DeWaay points out that institutions like Yale that use alternatives are very successful because they look at market inefficiencies. Alternatives, he says, represent the road less traveled, where one isn't competing against millions of others who are buying stocks in the most efficient market in the world, and for most of whom success is a matter of luck or swimming with the tide–until there's a downturn.
It is precisely the inefficiencies in everything from real estate to oil and gas and the specialized knowledge and experience these types of investments engender that make them attractive, DeWaay says. "You can go in and buy at very low cost; some are almost arbitrage situations, i.e., taking things out of an inefficient market and putting them into an efficient market–that's what private equity is all about."
In all cases, says DeWaay, the investor is trying to get close to people who have the integrity, the resources, the knowledge and experience, and the track record that suggest they really know what they're doing and have the right connections to get into spaces that provide a much higher degree of diversification in a portfolio than marketable securities do, and ultimately better fundamental valuation. "You're buying these things with a much higher profit potential."
This doesn't necessarily suggest higher risk; in fact, incorporating these types of investments in a portfolio can not only provide a chance to profit much more substantially, but also drop the aggregate risk. DeWaay says that when the markets went down substantially in 2000–2002, his firm, which uses a wide variety of alternatives, took off even as others suffered. Throughout the 1990s, he says, alternatives had been a hard sell.
Reducing Volatility
Chris Dardamon at Brightworth Private Wealth Counsel in Atlanta says alternative investments serve to build parts of a portfolio that aren't correlated with the beta market. The objective in the alternatives space, he says, is to create market-like returns with lower volatility that go up when the market goes down, providing some downside protection. A healthy allocation to nontraditional strategies is a "good all-weather piece of portfolio" that does well for investors–even in up markets. But during downdrifts, it provides great peace of mind.

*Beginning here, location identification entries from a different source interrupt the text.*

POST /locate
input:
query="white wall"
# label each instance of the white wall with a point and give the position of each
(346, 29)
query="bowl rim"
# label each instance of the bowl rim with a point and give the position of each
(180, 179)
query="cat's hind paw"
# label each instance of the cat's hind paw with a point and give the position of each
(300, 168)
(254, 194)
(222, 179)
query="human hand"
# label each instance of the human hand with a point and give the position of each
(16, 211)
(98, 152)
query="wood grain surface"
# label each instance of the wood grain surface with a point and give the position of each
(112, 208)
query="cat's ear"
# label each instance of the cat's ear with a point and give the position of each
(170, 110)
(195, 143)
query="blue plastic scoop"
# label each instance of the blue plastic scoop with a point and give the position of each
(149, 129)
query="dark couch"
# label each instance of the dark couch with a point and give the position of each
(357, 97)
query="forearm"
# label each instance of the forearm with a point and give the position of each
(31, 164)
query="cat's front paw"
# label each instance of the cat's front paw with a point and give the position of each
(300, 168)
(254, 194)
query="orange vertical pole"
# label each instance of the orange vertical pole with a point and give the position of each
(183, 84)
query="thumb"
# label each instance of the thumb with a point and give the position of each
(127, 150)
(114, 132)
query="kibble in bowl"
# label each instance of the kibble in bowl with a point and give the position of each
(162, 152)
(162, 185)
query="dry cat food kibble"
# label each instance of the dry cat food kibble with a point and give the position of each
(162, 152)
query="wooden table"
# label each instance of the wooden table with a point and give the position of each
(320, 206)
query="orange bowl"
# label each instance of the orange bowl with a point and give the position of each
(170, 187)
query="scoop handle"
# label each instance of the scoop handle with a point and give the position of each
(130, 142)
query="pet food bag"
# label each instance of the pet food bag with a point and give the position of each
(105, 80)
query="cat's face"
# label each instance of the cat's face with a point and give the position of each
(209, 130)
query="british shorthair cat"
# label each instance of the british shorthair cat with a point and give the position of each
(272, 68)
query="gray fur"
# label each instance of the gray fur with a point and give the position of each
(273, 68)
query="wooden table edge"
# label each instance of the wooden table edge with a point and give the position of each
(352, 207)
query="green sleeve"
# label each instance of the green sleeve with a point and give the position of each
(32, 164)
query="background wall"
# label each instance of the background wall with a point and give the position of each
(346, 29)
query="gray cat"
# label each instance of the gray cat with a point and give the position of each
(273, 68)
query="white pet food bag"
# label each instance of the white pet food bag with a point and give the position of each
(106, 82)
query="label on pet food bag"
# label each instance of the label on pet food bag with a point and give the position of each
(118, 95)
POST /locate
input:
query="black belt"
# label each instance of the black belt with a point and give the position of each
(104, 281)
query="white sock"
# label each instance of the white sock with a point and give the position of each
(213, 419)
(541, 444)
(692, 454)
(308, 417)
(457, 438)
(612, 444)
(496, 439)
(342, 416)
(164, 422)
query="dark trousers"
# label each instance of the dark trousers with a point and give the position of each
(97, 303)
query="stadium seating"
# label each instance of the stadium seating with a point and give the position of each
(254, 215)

Put another way: "I trust alternatives a lot more than I trust the stock market," says Gene Balliett, of Balliett Financial Services in Winter Park, Florida, who favors private equity. "The stock market is wildly emotional, and elements of it are rigged, like technical floor trading. I think a well-run private business is far more secure as an investment than money in the stock market–speaking in general terms."
Investors expect a hedge fund portfolio or a fund of hedge funds to provide absolute returns and protection on the downside, says Hilary Till, principal of a proprietary trading firm in the Chicago area. In contrast, investors expect a traditional portfolio, which contains a combination of different asset classes, to limit downside risk through diversification.